Ebenso wie es die falsche Alternative wäre zu fragen, ob Gedenken besser durch den authentischen Ort oder durch Kunst zu erzielen sei, wäre es die falsche Alternative, abstrakt-verinnerlichtes Gedenken nach monotheistischem Vorbild gegen ein in Denkmälern versinnlichtes Gedenken nach künstlerisch-ästhetischen Prinzipien auszuspielen. Ideal wäre, wenn die gesamte „verinnerlichte“ und „veräußerlichte“ Palette der Gedenk-Möglichkeiten genutzt werden könnte, um individuelle und kollektive historische Erinnerung zu bewahren. Nichts anderes wird heute im Staat der Juden, in der nationalen israelischen Gedenkstätte Yad Vashem in Jerusalem, angestrebt und streckenweise verwirklicht.

Denkmal und Betrachter Die begründete Vermutung, es könne das Holocaust-Denkmal nicht geben, führt nicht notwendigerweise zu dem Schluß, daß es dann besser keines geben dürfe. Man kann natürlich listigerweise Erwartungen und Forderungen an ein solches Mahnmal so weit nach oben schrauben, bis es „immun“ gegen jede Realisierung ist. Es ist aber auch möglich, diese Erwartungen von vornherein auf ein realistisches Maß zu beschränken, nämlich auf die Beantwortung der Frage, was ein solches Mahnmal in unserer Zeit zu leisten vermag, wenn doch das absolute Holocaust-Mahnmal gar nicht wünschenswert ist. Je weniger dem Mahnmal ein Akt des Gedenkens abverlangt wird, desto mehr muß vom Betrachter erwartet und erbracht werden, so daß die Forderung nach dem „absoluten“ Holocaust-Mahnmal nichts anderes ist als die Entlassung des Betrachters aus der Notwendigkeit aktiven Gedenkens.

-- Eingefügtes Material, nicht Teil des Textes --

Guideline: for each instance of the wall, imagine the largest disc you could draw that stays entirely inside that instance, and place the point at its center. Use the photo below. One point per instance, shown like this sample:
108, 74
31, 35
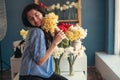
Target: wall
93, 18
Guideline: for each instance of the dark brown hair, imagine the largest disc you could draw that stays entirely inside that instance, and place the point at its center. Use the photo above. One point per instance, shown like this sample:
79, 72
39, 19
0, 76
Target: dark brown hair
27, 9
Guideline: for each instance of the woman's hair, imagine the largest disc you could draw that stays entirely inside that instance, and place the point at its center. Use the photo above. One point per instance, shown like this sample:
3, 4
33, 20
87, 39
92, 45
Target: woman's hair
27, 9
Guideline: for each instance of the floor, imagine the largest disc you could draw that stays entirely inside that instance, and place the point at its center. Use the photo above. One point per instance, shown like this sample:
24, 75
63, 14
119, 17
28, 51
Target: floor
93, 74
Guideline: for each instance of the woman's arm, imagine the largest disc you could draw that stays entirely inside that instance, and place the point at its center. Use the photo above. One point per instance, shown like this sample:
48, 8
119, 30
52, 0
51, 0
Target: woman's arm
58, 38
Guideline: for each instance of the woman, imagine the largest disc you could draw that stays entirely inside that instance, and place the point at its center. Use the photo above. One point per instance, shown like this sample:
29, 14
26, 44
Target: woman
36, 61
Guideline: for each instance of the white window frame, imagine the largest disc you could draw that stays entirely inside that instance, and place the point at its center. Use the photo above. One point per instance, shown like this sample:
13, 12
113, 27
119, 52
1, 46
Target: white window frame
117, 28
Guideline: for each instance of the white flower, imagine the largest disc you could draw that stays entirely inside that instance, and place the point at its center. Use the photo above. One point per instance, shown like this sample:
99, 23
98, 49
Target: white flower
57, 52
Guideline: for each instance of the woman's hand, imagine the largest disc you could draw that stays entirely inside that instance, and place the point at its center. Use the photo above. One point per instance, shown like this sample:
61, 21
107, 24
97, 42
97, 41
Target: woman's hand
58, 37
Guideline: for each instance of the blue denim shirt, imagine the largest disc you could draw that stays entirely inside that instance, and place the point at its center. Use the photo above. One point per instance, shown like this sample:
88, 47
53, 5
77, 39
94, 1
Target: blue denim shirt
35, 48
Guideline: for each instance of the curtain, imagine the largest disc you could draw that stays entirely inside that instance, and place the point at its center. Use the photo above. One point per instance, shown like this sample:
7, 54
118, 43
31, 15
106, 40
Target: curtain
3, 22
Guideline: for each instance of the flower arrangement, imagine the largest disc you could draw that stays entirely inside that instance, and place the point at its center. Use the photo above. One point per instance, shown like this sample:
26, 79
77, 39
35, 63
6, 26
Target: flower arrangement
49, 22
63, 7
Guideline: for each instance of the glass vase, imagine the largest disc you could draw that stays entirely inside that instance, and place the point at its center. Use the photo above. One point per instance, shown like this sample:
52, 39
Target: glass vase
71, 61
57, 66
71, 70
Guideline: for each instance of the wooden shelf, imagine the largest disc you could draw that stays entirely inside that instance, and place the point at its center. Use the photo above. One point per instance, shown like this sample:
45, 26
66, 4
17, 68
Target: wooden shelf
78, 12
68, 21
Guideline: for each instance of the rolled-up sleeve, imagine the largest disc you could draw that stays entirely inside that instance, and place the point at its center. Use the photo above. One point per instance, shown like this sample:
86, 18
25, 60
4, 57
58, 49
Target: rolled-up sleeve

Das heißt aber: Denkmal und Betrachter bleiben aufeinander angewiesen. Denkmäler und Mahnmale allein können, wie überragend sie auch gestaltet sein mögen, den Akt des Gedenkens ebensowenig ersetzen wie die individuelle oder kollektive historische Erinnerung. Im vorliegenden Fall bedeutet das: Ein Mahnmal für die ermordeten Juden Europas kann, wie die Kulturhistorikerin Stefanie Endlich beschreibt, nur Teil „eines Dialogs in Politik und Kultur, am Arbeitsplatz und in der Öffentlichkeit sein. Diesen Dialog kann es im besten Fall verstärken, verbreitern, vielleicht auch verändern und zur notwendigen Verunsicherung beitragen, aber niemals ersetzen.“

Die Endlichkeit des Denkmals Sofern nicht religiös gestützt, gilt für das Gedenken Friedrich Nietzsches Feststellung: .. nur was nicht aufhört, wehzutun, bleibt im Gedächtnis“ Weil aber kein Schmerz ewig währt, schwindet mit der Zeit -und sei es über Generationen hinweg -jede noch so quälende Erinnerung. Zurück bleibt dann bestenfalls ein ästhetisch ansprechendes Denkmal, in dem das zu gedenkende Ereignis „gefühlsneutral“ aufbewahrt ist -ähnlich einem historischen Datum im Gedächtnis der Zeitgenossen. Es ist eine Anmaßung der jeweils denkmalschaffenden Generation, zu glauben, ihre Denkmäler und Mahnmale könnten über die eigene Lebensspanne hinaus nachhaltig Wirkung auf zukünftige Generationen entfalten. Je mehr wir versuchen, Denkmäler als überzeitlich wirkende Monumente zu gestalten, desto mehr schließen wir sie in ihrer Wirkung von der Gegenwärtigkeit unserer alltäglichen Lebenswelt ab -ohne am Ende die beabsichtigte überzeitliche Wirkung tatsächlich zu erzielen. Allenfalls übermitteln sie späteren Generationen etwas über den Umgang ihrer Vorfahren mit Geschichte und deren zeitgebundene Umsetzung in Denkmalskunst. Erst der Verzicht auf fragwürdig „dauerhafte“ Monumente eröffnet die Möglichkeit, Denkmäler und Mahnmale als transitorisch begriffene Gebilde stärker mit unserer alltäglich gelebten Gegenwart zu verknüpfen.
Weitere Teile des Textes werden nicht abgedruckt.